Anterior cruciate ligament (ACL) injury could lead to functional impairment along with disabilities. ACL reconstruction often fails owing to the regeneration failure of tendon-bone interface. Herein, we aimed to investigate the effects of Runt related transcription factor 1 (RUNX1) on tendon-bone healing after ACL reconstruction using bone mesenchymal stem cells (BMSCs).

Elevated expression of RUNX1 contributed to tendon-bone healing after ACL reconstruction using BMSCs.

BMSCs were isolated from the marrow cavity of rat femur, followed by the modification of RUNX1 with lentiviral system. Then, an ACL reconstruction model of rats was established with autografts.

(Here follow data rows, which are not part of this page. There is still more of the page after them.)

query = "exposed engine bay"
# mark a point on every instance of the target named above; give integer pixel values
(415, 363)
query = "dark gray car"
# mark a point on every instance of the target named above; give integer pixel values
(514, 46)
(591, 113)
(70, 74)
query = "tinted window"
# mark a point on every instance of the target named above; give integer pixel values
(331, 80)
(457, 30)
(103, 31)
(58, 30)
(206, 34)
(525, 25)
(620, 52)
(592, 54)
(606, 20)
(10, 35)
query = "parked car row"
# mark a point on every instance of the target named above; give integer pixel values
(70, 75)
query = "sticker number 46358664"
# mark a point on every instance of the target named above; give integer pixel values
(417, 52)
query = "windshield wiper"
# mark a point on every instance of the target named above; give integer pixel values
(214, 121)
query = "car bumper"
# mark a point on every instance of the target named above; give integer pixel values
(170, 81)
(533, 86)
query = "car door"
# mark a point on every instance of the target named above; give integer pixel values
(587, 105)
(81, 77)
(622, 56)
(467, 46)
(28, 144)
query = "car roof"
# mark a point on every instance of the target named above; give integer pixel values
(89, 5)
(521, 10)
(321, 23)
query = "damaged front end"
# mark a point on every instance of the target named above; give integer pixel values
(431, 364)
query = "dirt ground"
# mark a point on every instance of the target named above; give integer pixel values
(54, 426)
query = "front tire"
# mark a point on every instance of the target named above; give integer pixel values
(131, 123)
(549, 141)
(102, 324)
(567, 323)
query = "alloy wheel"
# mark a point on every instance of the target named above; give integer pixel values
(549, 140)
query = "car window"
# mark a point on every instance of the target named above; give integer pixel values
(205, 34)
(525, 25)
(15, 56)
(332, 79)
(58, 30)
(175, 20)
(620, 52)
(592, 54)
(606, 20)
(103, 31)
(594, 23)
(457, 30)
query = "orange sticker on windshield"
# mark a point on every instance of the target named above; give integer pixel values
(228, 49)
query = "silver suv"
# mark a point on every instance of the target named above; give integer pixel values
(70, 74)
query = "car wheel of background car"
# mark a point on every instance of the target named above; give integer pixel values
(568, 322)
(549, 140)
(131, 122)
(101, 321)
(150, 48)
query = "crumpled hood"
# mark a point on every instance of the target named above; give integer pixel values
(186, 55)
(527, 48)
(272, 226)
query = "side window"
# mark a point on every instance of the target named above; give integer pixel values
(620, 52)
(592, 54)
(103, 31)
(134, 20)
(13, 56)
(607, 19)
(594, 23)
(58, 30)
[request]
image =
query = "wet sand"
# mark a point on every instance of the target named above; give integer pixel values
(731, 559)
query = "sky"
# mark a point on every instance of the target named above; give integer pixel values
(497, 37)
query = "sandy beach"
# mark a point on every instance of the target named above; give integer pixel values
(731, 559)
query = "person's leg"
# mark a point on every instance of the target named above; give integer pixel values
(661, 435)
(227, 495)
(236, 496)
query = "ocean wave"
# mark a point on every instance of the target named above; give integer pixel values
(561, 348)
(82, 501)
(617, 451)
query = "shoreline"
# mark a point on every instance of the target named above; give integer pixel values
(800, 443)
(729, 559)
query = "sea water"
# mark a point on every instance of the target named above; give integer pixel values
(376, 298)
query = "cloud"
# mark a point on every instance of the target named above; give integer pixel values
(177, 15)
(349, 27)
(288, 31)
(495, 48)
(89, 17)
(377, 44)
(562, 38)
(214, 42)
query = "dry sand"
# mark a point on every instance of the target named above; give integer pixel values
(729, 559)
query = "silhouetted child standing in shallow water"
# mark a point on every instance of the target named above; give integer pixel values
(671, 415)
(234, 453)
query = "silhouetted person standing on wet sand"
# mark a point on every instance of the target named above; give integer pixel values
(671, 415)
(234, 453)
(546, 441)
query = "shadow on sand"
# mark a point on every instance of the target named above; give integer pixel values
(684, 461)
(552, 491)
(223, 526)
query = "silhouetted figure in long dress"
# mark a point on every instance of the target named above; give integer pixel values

Results of flow cytometry exhibited positive-antigen CD44 and CD90, as well as negative-antigen CD34 and CD45 of the BMSCs. Then, we found that RUNX1-upregulated BMSCs elevated the decreased biomechanical strength of the tendon grafts after ACL reconstruction. Moreover, based on the histological observation, upregulation of RUNX1 was linked with better recovery around the bone tunnel, a tighter tendon-bone interface, and more collagen fibers compared to the group of BMSCs infected with LV-NC. Next, RUNX1-upregulated BMSCs promoted osteogenesis after ACL reconstruction, as evidenced by the mitigation of severe loss and erosion of the cartilage and bone in the tibial and femur area, as well as the increased number of osteoblasts identified by the upregulation of alkaline phosphatase, osteocalcin, and osteopontin in the tendon-bone interface.